Qdos Entertainment
- Company type: Limited
- Industry: Entertainment
- Founded: 1999
- Defunct: 2021
- Headquarters: Scarborough
- Key people: Nick Thomas MBE
- Website: qdosentertainment.co.uk

= Qdos Entertainment =

UK-based entertainment company

Qdos Entertainment was one of the largest entertainment groups in Europe.

==Pantomimes==
Qdos Entertainment was the world's largest pantomime producer, having produced over 700 productions since it started.

In 2017, Qdos Entertainment confirmed it produce pantomimes for ATG venues (previously produced by First Family Entertainment) from the 2017–2018 season; at its peak it produced 35 pantomimes a year.
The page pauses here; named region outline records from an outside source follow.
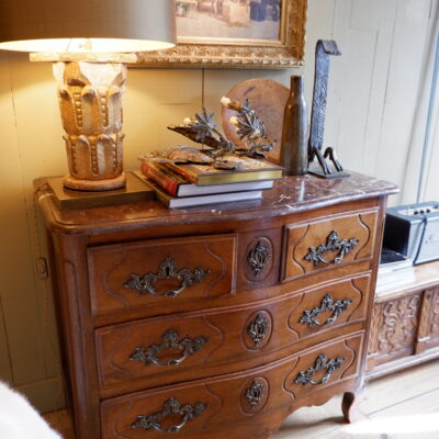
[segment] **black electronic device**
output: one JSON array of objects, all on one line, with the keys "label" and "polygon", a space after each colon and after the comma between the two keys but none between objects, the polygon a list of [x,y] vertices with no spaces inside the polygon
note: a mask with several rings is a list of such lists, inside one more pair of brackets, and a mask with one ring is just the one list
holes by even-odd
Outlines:
[{"label": "black electronic device", "polygon": [[439,202],[389,207],[384,247],[398,251],[415,264],[439,259]]}]

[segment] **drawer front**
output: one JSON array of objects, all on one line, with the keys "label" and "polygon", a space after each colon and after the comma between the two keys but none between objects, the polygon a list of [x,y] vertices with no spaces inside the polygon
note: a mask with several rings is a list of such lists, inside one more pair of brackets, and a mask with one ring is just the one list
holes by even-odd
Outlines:
[{"label": "drawer front", "polygon": [[353,378],[361,352],[362,334],[356,334],[269,367],[104,401],[102,439],[154,439],[176,431],[182,439],[225,438],[230,426],[235,437],[248,437],[246,424],[255,429],[264,415]]},{"label": "drawer front", "polygon": [[282,280],[371,259],[376,219],[373,210],[288,225]]},{"label": "drawer front", "polygon": [[235,235],[92,247],[92,314],[150,305],[191,309],[194,300],[230,294],[235,248]]},{"label": "drawer front", "polygon": [[254,368],[268,353],[279,359],[282,348],[302,338],[363,319],[369,283],[363,274],[236,312],[97,329],[101,389],[114,395],[232,372],[243,363]]}]

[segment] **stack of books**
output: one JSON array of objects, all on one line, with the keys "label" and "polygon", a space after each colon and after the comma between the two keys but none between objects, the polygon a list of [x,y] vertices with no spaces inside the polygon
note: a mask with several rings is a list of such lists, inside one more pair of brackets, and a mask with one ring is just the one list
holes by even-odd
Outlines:
[{"label": "stack of books", "polygon": [[415,282],[413,260],[384,247],[378,269],[376,295],[412,282]]},{"label": "stack of books", "polygon": [[143,159],[135,175],[146,181],[169,209],[259,200],[282,178],[283,168],[246,158],[244,170],[218,170],[206,165],[176,165]]}]

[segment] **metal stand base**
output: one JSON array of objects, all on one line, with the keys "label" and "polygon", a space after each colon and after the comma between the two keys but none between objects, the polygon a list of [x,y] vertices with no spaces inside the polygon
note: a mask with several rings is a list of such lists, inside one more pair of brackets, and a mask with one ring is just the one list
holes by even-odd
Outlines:
[{"label": "metal stand base", "polygon": [[331,173],[325,173],[318,165],[311,166],[308,168],[308,173],[312,173],[313,176],[317,176],[317,177],[325,178],[325,179],[350,177],[350,173],[348,171],[336,171],[334,169],[331,169],[331,171],[333,171]]}]

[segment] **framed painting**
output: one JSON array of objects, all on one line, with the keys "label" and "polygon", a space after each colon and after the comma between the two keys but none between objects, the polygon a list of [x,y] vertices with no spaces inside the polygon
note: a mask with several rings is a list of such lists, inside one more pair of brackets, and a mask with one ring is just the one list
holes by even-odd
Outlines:
[{"label": "framed painting", "polygon": [[290,68],[303,64],[307,0],[176,0],[178,44],[147,67]]}]

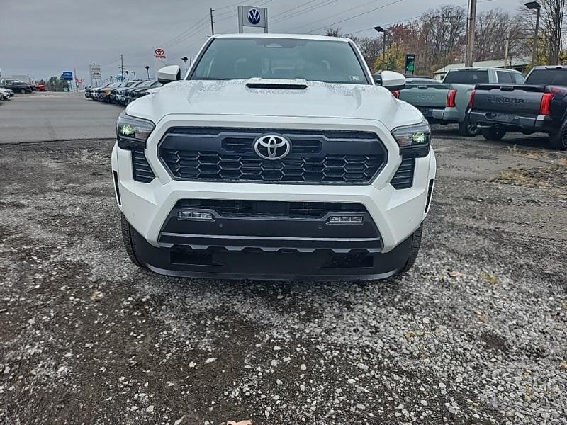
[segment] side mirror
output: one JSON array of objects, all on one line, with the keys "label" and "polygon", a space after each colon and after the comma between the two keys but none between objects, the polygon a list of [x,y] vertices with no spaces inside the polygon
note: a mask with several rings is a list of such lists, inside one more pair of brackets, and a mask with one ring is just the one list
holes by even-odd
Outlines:
[{"label": "side mirror", "polygon": [[162,84],[181,79],[181,69],[179,65],[169,65],[159,68],[157,71],[157,81]]},{"label": "side mirror", "polygon": [[401,90],[405,88],[405,77],[399,72],[382,71],[382,86],[388,90]]}]

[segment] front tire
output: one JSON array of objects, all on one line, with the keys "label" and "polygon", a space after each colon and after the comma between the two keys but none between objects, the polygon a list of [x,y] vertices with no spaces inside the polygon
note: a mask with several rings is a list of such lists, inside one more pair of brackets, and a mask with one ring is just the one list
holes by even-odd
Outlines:
[{"label": "front tire", "polygon": [[421,246],[421,235],[422,232],[423,223],[420,225],[420,227],[417,228],[417,230],[413,232],[413,234],[412,234],[412,244],[410,249],[410,258],[408,259],[408,261],[405,263],[403,268],[398,272],[400,274],[409,271],[409,270],[413,267],[413,265],[415,263],[415,259],[417,258],[417,254],[420,252],[420,246]]},{"label": "front tire", "polygon": [[483,136],[487,140],[492,140],[493,142],[498,142],[502,140],[505,135],[506,132],[503,130],[498,130],[497,128],[483,128]]},{"label": "front tire", "polygon": [[459,123],[459,135],[471,137],[478,134],[478,128],[471,124],[468,117]]},{"label": "front tire", "polygon": [[124,242],[124,248],[126,249],[126,252],[132,262],[138,267],[143,268],[143,264],[140,262],[136,256],[136,248],[134,246],[134,243],[132,242],[132,226],[122,212],[120,213],[120,230],[122,230],[122,241]]}]

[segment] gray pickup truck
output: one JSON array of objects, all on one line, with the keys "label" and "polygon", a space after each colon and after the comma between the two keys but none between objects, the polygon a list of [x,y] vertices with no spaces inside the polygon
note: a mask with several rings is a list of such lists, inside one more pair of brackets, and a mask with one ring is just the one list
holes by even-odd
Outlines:
[{"label": "gray pickup truck", "polygon": [[449,69],[442,81],[406,84],[399,98],[421,110],[430,123],[459,124],[459,134],[474,136],[478,130],[468,120],[466,108],[471,91],[478,84],[521,84],[518,71],[501,68]]},{"label": "gray pickup truck", "polygon": [[546,132],[554,147],[567,149],[567,67],[534,67],[524,84],[477,84],[473,93],[468,120],[485,138]]}]

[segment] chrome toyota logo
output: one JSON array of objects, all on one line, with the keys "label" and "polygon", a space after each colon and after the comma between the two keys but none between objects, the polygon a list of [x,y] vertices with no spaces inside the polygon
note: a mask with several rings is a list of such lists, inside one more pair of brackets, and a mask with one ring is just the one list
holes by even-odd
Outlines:
[{"label": "chrome toyota logo", "polygon": [[281,159],[291,150],[291,143],[287,137],[280,135],[260,136],[254,142],[254,150],[264,159]]},{"label": "chrome toyota logo", "polygon": [[250,9],[248,11],[248,22],[252,25],[256,25],[260,22],[260,11],[258,9]]}]

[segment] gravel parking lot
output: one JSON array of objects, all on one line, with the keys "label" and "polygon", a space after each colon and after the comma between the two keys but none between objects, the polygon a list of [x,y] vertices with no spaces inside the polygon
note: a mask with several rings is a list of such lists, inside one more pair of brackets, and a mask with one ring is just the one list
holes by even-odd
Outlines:
[{"label": "gravel parking lot", "polygon": [[320,283],[137,268],[113,142],[4,133],[0,424],[567,424],[567,154],[456,134],[413,270]]}]

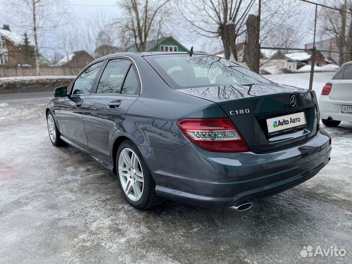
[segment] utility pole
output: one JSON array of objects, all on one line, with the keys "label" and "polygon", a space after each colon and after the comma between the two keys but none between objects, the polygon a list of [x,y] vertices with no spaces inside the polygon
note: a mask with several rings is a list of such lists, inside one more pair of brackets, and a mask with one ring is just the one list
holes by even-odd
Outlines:
[{"label": "utility pole", "polygon": [[314,19],[314,32],[313,38],[313,48],[312,49],[311,56],[311,67],[310,68],[310,77],[309,78],[309,89],[313,89],[313,77],[314,76],[314,68],[315,66],[315,53],[316,52],[316,48],[315,47],[315,33],[316,31],[316,20],[317,20],[317,11],[318,11],[318,5],[315,4],[315,18]]},{"label": "utility pole", "polygon": [[260,20],[261,20],[261,13],[262,12],[262,0],[259,0],[259,6],[258,6],[258,25],[257,28],[258,30],[258,34],[257,37],[257,67],[256,67],[258,71],[257,73],[259,73],[259,67],[260,66]]}]

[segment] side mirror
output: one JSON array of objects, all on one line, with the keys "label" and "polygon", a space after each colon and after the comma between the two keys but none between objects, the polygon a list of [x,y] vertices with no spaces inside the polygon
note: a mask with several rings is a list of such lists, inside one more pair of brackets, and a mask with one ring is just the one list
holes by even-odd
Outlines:
[{"label": "side mirror", "polygon": [[54,89],[54,96],[64,97],[67,95],[67,86],[60,86]]}]

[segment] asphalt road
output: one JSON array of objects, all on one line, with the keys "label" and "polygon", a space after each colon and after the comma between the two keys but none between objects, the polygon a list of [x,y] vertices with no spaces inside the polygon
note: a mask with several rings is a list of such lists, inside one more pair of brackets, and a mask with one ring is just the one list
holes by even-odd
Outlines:
[{"label": "asphalt road", "polygon": [[52,91],[7,93],[0,94],[0,102],[25,102],[35,100],[51,99],[53,97]]},{"label": "asphalt road", "polygon": [[[248,211],[141,211],[92,158],[51,145],[47,101],[0,102],[0,263],[352,263],[352,124],[328,130],[317,176]],[[346,254],[302,257],[308,246]]]}]

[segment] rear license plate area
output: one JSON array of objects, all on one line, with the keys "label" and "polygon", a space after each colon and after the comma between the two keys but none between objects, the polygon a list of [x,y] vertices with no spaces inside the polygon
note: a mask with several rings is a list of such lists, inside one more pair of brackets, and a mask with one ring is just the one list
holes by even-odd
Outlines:
[{"label": "rear license plate area", "polygon": [[272,117],[266,119],[268,135],[273,136],[303,129],[307,121],[304,112]]},{"label": "rear license plate area", "polygon": [[342,106],[341,113],[352,113],[352,106]]}]

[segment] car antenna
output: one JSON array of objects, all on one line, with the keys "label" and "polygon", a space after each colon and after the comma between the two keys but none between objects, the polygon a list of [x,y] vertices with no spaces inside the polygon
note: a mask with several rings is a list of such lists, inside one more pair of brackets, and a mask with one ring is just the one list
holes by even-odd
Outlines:
[{"label": "car antenna", "polygon": [[190,55],[190,57],[192,57],[192,55],[193,54],[193,46],[191,47],[191,50],[187,51],[187,53]]}]

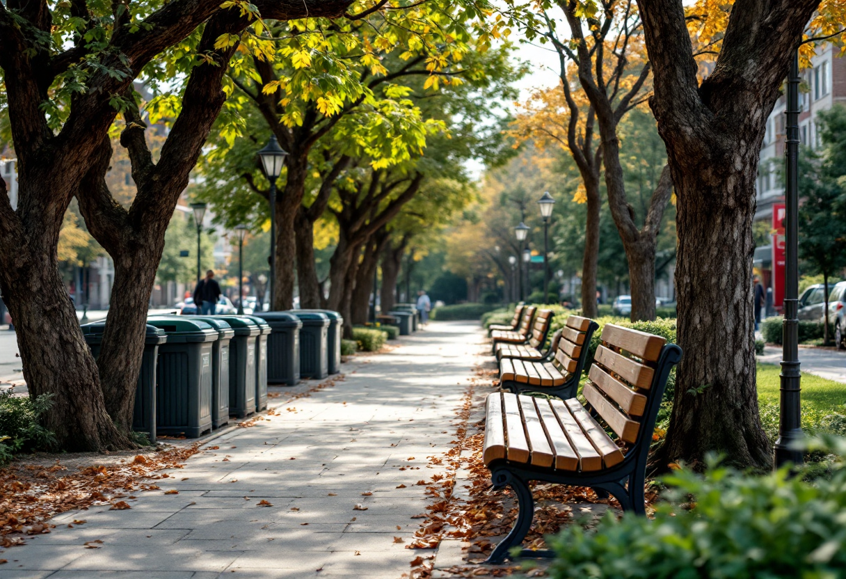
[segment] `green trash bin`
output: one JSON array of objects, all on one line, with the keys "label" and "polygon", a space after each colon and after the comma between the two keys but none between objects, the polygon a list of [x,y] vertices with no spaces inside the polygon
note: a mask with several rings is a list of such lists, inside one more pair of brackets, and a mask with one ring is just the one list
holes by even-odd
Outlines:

In 2020, due to COVID-19, Qdos Entertainment ran a reduced number of pantomimes, with the support of The National Lottery.

In 2021, Qdos' pantomime division was bought by Crossroads Pantomimes.

== Pubs, restaurants, rooms and cottages ==
The business owns and manages the award-winning Copper Horse Restaurant & Cottages at Seamer near Scarborough, The Mayfield Hotel in Seamer, The Plough Inn in Scalby in North Yorkshire and The Yew Tree Cafe also in Scalby plus other accommodation properties totaling over 50 bedrooms.

== Holiday and leisure entertainment ==
In April 2014, the TED Group, which was part of the Qdos Entertainment Group, was sold through a Management buy out.